In 2016, after inspecting a number of MSI premises, the U.K.’s Care Quality Commission (CQC) was so concerned by what it found that between Aug. 19 and Oct. 7, 2016, the following restrictions were imposed:

  • Suspensions of all termination of pregnancies for under-18s and vulnerable groups of women
  • Suspensions of all surgical terminations under general anaesthetic or conscious sedation
  • Suspensions of all surgical terminations at its Norwich centre.

The report added, “CQC issued four warning notices to Marie Stopes International, in response to regulatory breaches around 'consent', 'safeguarding', 'care and treatment' and 'governance', as well as a number of 'requirement notices', to support improvement.” 

A 2017 UK government report found evidence of nearly 400 botched abortions at MSI facilities over a two-month period. 

In March 2017, an undercover reporter for The Daily Mail found doctors at MSI facilities approving thousands of abortions without meeting women and with some consultation discussions lasting just 22 seconds.

In October 2017, another Care Quality Commission report revealed that MSI staff felt 'encouraged' to ensure women went through with abortions because it was 'linked to their performance bonus.' Inspectors found evidence of a policy – in place across all 70 UK MSI facilities – whereby staff were told to call women who had decided not to have an abortion and offer them a new appointment. 
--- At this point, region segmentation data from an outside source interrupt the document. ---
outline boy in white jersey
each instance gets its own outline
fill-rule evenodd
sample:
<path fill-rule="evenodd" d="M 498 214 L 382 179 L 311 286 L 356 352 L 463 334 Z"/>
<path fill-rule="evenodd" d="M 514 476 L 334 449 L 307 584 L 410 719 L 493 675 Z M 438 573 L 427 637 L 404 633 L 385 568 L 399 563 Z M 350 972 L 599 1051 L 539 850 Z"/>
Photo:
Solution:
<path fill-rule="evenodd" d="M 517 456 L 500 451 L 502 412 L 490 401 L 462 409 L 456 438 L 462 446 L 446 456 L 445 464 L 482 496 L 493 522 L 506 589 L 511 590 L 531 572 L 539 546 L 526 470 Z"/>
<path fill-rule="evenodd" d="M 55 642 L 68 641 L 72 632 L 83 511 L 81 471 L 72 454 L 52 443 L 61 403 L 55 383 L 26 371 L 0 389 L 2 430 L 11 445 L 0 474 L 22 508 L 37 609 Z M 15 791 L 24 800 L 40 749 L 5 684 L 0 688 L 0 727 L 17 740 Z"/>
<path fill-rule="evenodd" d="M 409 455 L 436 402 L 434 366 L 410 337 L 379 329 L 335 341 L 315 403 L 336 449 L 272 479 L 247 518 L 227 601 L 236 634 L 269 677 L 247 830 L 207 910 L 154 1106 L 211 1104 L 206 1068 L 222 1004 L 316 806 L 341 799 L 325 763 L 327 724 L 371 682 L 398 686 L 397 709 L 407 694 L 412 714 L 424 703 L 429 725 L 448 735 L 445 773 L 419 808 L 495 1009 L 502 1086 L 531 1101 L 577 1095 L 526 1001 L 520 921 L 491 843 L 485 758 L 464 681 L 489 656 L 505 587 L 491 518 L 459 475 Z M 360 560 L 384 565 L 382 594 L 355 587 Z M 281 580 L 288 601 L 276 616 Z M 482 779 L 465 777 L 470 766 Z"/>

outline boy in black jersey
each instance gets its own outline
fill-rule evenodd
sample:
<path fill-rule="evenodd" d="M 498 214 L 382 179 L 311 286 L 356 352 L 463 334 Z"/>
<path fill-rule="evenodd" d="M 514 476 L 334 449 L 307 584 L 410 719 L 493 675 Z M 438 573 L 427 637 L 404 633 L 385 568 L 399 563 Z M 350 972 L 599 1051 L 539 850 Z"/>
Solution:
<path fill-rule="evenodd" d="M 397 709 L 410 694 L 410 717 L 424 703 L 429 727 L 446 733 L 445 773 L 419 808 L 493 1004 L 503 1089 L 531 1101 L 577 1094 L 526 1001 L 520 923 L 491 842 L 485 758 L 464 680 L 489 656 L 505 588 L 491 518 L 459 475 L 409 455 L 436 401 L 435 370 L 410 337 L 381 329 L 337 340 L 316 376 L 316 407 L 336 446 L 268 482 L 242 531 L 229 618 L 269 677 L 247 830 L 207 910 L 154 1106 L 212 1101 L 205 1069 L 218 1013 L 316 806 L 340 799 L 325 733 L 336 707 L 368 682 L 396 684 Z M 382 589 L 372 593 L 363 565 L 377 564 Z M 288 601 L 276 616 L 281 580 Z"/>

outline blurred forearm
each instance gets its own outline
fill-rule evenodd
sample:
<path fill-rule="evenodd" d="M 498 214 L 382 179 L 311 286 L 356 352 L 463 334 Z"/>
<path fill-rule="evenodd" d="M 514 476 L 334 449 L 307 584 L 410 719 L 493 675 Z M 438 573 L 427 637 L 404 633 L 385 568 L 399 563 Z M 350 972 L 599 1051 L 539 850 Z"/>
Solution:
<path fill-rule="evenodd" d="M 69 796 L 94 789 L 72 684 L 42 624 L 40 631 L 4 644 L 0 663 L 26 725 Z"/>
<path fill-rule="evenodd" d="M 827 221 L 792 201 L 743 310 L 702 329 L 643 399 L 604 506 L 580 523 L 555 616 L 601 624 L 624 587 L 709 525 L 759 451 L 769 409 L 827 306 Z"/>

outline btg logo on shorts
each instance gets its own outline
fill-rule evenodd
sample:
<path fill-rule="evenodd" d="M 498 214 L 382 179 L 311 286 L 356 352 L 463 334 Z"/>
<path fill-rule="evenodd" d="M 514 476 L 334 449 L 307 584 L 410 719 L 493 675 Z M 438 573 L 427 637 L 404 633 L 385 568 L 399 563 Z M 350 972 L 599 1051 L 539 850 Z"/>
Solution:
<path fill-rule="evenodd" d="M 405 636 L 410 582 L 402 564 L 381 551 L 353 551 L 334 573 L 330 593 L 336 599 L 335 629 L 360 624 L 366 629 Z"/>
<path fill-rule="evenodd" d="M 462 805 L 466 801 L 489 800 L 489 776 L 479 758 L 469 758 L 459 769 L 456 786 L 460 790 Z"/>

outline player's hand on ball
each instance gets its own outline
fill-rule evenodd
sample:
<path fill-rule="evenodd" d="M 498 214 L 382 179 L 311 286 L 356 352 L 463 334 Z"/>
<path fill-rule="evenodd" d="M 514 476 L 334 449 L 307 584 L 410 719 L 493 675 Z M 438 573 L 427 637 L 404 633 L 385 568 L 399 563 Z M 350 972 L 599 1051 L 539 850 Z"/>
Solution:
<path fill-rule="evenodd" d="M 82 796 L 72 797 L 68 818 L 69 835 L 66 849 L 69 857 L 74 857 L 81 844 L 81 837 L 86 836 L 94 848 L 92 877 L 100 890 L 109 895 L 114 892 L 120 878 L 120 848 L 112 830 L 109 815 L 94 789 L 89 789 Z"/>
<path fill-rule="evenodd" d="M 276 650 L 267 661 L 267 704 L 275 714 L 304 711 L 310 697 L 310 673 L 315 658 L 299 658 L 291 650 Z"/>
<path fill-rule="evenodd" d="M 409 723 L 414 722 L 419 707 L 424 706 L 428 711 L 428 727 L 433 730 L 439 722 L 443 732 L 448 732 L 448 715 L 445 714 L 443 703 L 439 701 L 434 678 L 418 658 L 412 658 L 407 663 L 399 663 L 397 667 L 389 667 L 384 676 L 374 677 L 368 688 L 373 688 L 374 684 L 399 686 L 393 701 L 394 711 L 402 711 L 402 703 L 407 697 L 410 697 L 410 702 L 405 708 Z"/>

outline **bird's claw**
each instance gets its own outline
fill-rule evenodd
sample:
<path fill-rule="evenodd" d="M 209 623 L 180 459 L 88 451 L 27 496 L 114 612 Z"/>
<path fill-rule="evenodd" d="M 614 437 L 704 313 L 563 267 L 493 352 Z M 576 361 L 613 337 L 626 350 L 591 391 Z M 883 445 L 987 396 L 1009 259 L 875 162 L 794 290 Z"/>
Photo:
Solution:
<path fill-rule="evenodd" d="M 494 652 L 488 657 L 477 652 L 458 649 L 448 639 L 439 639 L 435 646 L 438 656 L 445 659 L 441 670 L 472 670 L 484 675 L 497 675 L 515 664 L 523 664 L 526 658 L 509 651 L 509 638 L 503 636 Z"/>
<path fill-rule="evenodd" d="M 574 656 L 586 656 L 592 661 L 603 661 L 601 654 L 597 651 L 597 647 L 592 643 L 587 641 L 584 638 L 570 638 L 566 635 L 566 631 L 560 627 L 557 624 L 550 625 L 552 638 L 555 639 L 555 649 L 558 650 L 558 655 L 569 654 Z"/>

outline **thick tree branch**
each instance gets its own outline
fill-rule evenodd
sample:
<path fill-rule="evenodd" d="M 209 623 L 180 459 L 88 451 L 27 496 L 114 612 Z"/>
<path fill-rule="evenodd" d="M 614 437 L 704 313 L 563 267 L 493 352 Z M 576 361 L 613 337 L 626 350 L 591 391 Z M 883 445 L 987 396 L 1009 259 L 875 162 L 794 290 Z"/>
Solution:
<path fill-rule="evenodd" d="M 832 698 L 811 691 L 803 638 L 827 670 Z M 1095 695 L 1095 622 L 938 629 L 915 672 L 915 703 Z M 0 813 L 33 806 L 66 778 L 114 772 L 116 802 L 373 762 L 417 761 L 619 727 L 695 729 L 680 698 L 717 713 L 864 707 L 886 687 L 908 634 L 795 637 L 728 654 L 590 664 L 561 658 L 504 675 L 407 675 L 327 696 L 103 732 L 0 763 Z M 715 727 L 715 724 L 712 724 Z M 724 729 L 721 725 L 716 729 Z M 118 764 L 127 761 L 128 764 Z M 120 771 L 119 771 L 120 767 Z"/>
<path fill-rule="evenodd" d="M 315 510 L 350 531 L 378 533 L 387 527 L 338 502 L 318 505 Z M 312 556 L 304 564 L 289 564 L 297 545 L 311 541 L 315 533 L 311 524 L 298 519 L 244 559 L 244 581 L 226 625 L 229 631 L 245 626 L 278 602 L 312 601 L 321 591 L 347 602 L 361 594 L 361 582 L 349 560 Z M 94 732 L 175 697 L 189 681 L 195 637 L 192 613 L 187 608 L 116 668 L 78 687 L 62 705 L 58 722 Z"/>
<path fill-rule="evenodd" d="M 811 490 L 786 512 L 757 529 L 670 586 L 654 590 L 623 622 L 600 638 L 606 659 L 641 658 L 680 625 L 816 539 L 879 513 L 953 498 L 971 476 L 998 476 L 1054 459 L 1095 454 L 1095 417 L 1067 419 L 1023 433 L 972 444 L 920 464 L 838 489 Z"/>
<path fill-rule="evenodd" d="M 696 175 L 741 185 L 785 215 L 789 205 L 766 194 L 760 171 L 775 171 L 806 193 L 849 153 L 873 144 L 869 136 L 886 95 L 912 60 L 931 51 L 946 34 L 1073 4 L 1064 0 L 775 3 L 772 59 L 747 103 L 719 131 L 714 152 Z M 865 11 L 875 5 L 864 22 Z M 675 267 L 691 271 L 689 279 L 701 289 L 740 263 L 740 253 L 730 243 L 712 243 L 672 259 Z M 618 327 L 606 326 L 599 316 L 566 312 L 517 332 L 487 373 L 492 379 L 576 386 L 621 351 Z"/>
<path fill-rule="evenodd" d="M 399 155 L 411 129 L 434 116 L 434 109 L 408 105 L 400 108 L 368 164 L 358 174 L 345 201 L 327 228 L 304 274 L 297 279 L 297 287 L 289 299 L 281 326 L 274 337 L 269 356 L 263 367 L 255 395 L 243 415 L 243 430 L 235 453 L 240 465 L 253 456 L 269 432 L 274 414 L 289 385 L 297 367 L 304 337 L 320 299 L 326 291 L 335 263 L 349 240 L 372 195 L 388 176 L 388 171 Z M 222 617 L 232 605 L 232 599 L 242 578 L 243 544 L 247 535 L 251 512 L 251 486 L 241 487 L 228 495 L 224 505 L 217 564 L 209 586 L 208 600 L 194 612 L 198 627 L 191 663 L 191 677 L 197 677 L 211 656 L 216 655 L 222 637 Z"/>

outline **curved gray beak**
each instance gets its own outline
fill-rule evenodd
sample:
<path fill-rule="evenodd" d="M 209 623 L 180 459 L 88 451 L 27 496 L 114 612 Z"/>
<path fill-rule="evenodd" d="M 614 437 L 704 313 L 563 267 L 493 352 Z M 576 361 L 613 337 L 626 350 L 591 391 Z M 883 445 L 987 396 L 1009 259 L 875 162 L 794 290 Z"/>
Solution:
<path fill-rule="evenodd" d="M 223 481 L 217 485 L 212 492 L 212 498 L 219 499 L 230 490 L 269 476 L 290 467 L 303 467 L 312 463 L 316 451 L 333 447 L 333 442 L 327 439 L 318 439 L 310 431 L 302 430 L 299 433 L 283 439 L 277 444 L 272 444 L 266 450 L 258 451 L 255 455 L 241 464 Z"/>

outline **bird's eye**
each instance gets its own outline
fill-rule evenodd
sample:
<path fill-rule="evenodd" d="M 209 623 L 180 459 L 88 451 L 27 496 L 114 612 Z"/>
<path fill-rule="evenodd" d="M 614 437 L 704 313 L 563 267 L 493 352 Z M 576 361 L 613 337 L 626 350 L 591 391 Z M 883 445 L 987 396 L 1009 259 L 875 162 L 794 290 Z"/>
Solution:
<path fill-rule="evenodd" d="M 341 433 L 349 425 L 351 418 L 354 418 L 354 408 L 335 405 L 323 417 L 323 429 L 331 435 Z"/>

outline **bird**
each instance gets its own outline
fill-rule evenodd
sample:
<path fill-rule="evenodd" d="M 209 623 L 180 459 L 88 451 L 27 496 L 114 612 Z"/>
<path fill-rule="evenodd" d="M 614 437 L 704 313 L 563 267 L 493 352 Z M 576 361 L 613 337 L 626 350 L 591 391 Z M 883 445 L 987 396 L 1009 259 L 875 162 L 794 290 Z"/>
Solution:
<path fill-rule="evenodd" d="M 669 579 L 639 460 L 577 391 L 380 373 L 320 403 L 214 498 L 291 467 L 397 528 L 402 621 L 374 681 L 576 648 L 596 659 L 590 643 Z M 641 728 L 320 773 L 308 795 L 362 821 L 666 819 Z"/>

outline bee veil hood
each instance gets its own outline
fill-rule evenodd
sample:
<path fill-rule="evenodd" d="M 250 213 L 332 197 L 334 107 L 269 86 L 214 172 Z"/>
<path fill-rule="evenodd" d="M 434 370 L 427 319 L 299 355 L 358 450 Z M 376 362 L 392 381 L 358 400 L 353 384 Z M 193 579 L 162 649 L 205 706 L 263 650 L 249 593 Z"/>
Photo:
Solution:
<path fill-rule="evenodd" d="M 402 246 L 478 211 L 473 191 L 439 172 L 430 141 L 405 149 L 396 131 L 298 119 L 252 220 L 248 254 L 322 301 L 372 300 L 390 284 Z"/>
According to the U.K.’s Charity Commission, in the financial year ending in 2016, the income for Marie Stopes International was £290 million/ $400 million.

 

 

Life and death

The day the buffer-zone PSPO came into force at Ealing was also St. George’s Day, the national feast day of England. 

It was also the day on which that country welcomed with great rejoicing and media excitement the news of a baby boy born to the Royal Family. 

Ironic indeed that on the day a nation celebrated a birth, legal measures came into force designed to ensure that some in this land as yet unborn shall never see life.